Calculating Dome Shape

Figure 7: TIR calculation and examples of copper pillar shapes

Achieving a uniform pillar shape that will be optimum for subsequent solder plating and consistent across a die presents an engineering challenge. Most customers will prefer flat pillars, though occasionally a slightly domed shape may be helpful. The best electroplating materials and processes allow engineers to tailor the profile for each application. In any case, total indicated runout (TIR) should be kept within a range of ± 5%.

Balancing Pillar Shape and Voiding

Figure 8: Shown are domed tin-silver capped copper pillars with void-free intermetallic compound (left) and flat copper pillars exhibiting extensive voiding between the copper and tin-silver interface(right)

It is not difficult to achieve flat pillars with the use of additives, but unfortunately, this sometimes comes with a poor pillar-solder interface, also commonly known as intermetallic compound (IMC), that contains multiple voids.

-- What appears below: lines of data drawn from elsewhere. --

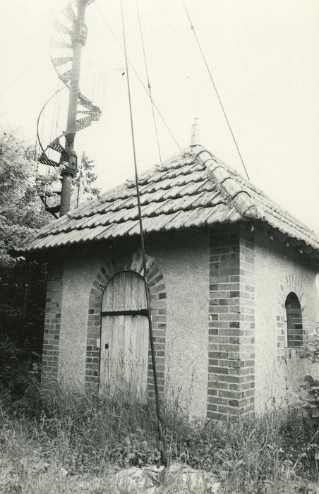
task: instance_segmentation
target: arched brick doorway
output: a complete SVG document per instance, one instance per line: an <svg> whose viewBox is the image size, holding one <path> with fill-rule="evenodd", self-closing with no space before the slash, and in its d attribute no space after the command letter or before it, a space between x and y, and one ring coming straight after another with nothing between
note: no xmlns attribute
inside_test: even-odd
<svg viewBox="0 0 319 494"><path fill-rule="evenodd" d="M146 391L148 319L145 284L132 271L115 275L103 294L100 390Z"/></svg>

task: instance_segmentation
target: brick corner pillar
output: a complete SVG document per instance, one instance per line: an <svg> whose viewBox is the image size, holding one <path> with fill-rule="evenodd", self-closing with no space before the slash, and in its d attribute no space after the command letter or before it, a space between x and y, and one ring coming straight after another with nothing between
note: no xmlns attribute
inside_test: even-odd
<svg viewBox="0 0 319 494"><path fill-rule="evenodd" d="M50 267L47 279L42 375L44 382L58 377L58 361L62 306L63 265Z"/></svg>
<svg viewBox="0 0 319 494"><path fill-rule="evenodd" d="M210 232L207 417L253 416L254 239L246 224Z"/></svg>

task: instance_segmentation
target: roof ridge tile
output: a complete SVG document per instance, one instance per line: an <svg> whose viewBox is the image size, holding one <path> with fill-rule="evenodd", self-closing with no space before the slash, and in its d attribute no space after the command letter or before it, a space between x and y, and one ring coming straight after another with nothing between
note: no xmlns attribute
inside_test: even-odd
<svg viewBox="0 0 319 494"><path fill-rule="evenodd" d="M243 218L258 219L264 217L263 212L258 208L251 195L242 190L239 182L222 163L218 163L202 146L195 146L193 152L210 173L210 177L219 186L221 193L226 195L225 198L233 202Z"/></svg>

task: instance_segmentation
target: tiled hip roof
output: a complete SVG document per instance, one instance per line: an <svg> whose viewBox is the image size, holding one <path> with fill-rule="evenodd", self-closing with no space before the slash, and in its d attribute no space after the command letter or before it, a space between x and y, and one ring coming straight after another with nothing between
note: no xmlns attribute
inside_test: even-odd
<svg viewBox="0 0 319 494"><path fill-rule="evenodd" d="M167 231L241 220L267 223L289 237L319 250L319 238L282 210L250 181L202 146L187 148L139 179L143 227ZM105 193L50 223L31 241L25 253L80 242L139 233L135 183Z"/></svg>

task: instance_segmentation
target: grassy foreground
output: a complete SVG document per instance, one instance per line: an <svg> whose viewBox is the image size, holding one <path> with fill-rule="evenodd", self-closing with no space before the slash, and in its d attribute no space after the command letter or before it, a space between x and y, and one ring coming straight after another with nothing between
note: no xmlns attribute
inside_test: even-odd
<svg viewBox="0 0 319 494"><path fill-rule="evenodd" d="M114 468L158 460L152 401L120 392L102 399L53 382L34 384L20 399L2 391L1 399L0 493L124 494L108 481ZM317 431L296 409L273 406L236 423L189 422L171 403L164 415L169 462L216 474L221 492L318 492Z"/></svg>

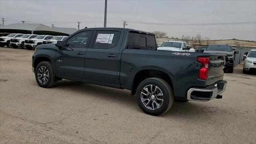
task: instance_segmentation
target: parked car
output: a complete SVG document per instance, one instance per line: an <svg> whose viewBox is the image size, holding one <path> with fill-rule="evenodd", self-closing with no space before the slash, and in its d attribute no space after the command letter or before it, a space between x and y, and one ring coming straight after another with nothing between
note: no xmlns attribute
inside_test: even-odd
<svg viewBox="0 0 256 144"><path fill-rule="evenodd" d="M157 50L154 34L132 29L84 29L35 50L32 70L40 86L63 78L130 90L153 115L168 111L174 99L221 98L227 84L225 55Z"/></svg>
<svg viewBox="0 0 256 144"><path fill-rule="evenodd" d="M25 47L28 50L34 48L36 46L42 44L44 40L50 39L54 36L49 35L38 35L34 38L28 38L25 40Z"/></svg>
<svg viewBox="0 0 256 144"><path fill-rule="evenodd" d="M43 44L56 44L58 40L63 40L68 37L66 36L56 36L50 39L46 40L43 41Z"/></svg>
<svg viewBox="0 0 256 144"><path fill-rule="evenodd" d="M210 44L205 50L201 50L200 51L204 53L226 54L227 56L224 70L227 71L228 72L233 73L234 66L235 54L238 54L238 52L233 52L231 46L224 44Z"/></svg>
<svg viewBox="0 0 256 144"><path fill-rule="evenodd" d="M256 49L250 50L244 62L243 73L247 73L249 71L256 74Z"/></svg>
<svg viewBox="0 0 256 144"><path fill-rule="evenodd" d="M11 34L6 36L0 36L0 46L4 47L6 46L8 48L10 48L11 39L13 38L18 38L23 35L22 34Z"/></svg>
<svg viewBox="0 0 256 144"><path fill-rule="evenodd" d="M197 52L202 52L202 51L201 50L205 50L205 49L207 47L207 46L202 46L201 48L196 50L196 51Z"/></svg>
<svg viewBox="0 0 256 144"><path fill-rule="evenodd" d="M173 40L163 42L160 47L157 48L157 50L176 52L196 52L194 49L188 45L185 42Z"/></svg>
<svg viewBox="0 0 256 144"><path fill-rule="evenodd" d="M25 40L28 38L33 38L37 36L36 34L24 34L20 37L13 38L11 39L10 44L13 48L16 48L21 47L24 48Z"/></svg>

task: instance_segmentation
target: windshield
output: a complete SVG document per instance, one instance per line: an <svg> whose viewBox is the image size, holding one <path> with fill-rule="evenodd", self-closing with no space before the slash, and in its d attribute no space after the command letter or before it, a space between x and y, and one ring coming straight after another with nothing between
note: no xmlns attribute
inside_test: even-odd
<svg viewBox="0 0 256 144"><path fill-rule="evenodd" d="M36 39L43 39L44 38L44 36L36 36L34 38L36 38Z"/></svg>
<svg viewBox="0 0 256 144"><path fill-rule="evenodd" d="M15 36L16 35L16 34L10 34L6 36L7 37L14 37L14 36Z"/></svg>
<svg viewBox="0 0 256 144"><path fill-rule="evenodd" d="M181 43L176 42L164 42L160 47L172 47L176 48L181 48Z"/></svg>
<svg viewBox="0 0 256 144"><path fill-rule="evenodd" d="M251 51L247 57L249 58L256 58L256 51Z"/></svg>
<svg viewBox="0 0 256 144"><path fill-rule="evenodd" d="M29 37L29 38L34 38L36 36L37 36L37 35L32 35Z"/></svg>
<svg viewBox="0 0 256 144"><path fill-rule="evenodd" d="M232 51L232 49L230 46L212 45L208 46L207 48L206 48L206 50L231 52Z"/></svg>
<svg viewBox="0 0 256 144"><path fill-rule="evenodd" d="M15 37L14 38L19 38L20 37L20 36L23 36L23 34L18 34L17 36L15 36Z"/></svg>
<svg viewBox="0 0 256 144"><path fill-rule="evenodd" d="M61 39L62 39L62 38L63 37L62 36L55 36L52 38L51 40L61 40Z"/></svg>
<svg viewBox="0 0 256 144"><path fill-rule="evenodd" d="M21 36L20 37L22 38L28 38L29 37L29 34L25 34Z"/></svg>

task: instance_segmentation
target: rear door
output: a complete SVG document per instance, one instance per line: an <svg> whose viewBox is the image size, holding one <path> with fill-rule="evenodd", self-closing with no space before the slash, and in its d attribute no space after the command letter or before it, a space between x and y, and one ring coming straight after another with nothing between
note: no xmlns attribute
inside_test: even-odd
<svg viewBox="0 0 256 144"><path fill-rule="evenodd" d="M87 80L116 83L123 33L122 31L118 30L95 31L92 46L87 49L85 55Z"/></svg>
<svg viewBox="0 0 256 144"><path fill-rule="evenodd" d="M56 67L58 75L84 79L85 56L92 31L78 33L64 42L65 46L56 52Z"/></svg>

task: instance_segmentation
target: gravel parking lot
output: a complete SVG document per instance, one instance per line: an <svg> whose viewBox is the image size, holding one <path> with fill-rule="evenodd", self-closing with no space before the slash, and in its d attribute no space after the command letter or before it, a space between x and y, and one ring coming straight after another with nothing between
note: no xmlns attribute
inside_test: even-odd
<svg viewBox="0 0 256 144"><path fill-rule="evenodd" d="M46 89L33 51L0 48L0 143L255 143L256 76L225 74L222 99L174 102L160 116L130 92L68 80Z"/></svg>

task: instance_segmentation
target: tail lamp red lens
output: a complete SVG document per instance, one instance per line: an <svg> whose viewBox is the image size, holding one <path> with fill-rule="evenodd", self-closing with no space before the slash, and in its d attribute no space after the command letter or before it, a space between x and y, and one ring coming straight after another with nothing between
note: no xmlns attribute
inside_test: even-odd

Many commercially-available plating baths that produce high-quality interfaces often create pillars that are excessively domed.

Successful Integration of Flat Cu Pillars with SnAg Capping

Figure 9: Void-free capped micro and standard copper pillars with and without Ni

Plating baths with optimized additives and copper purity can enable the best of both worlds: a flat pillar with a smooth, continuous interface, with or without a nickel barrier.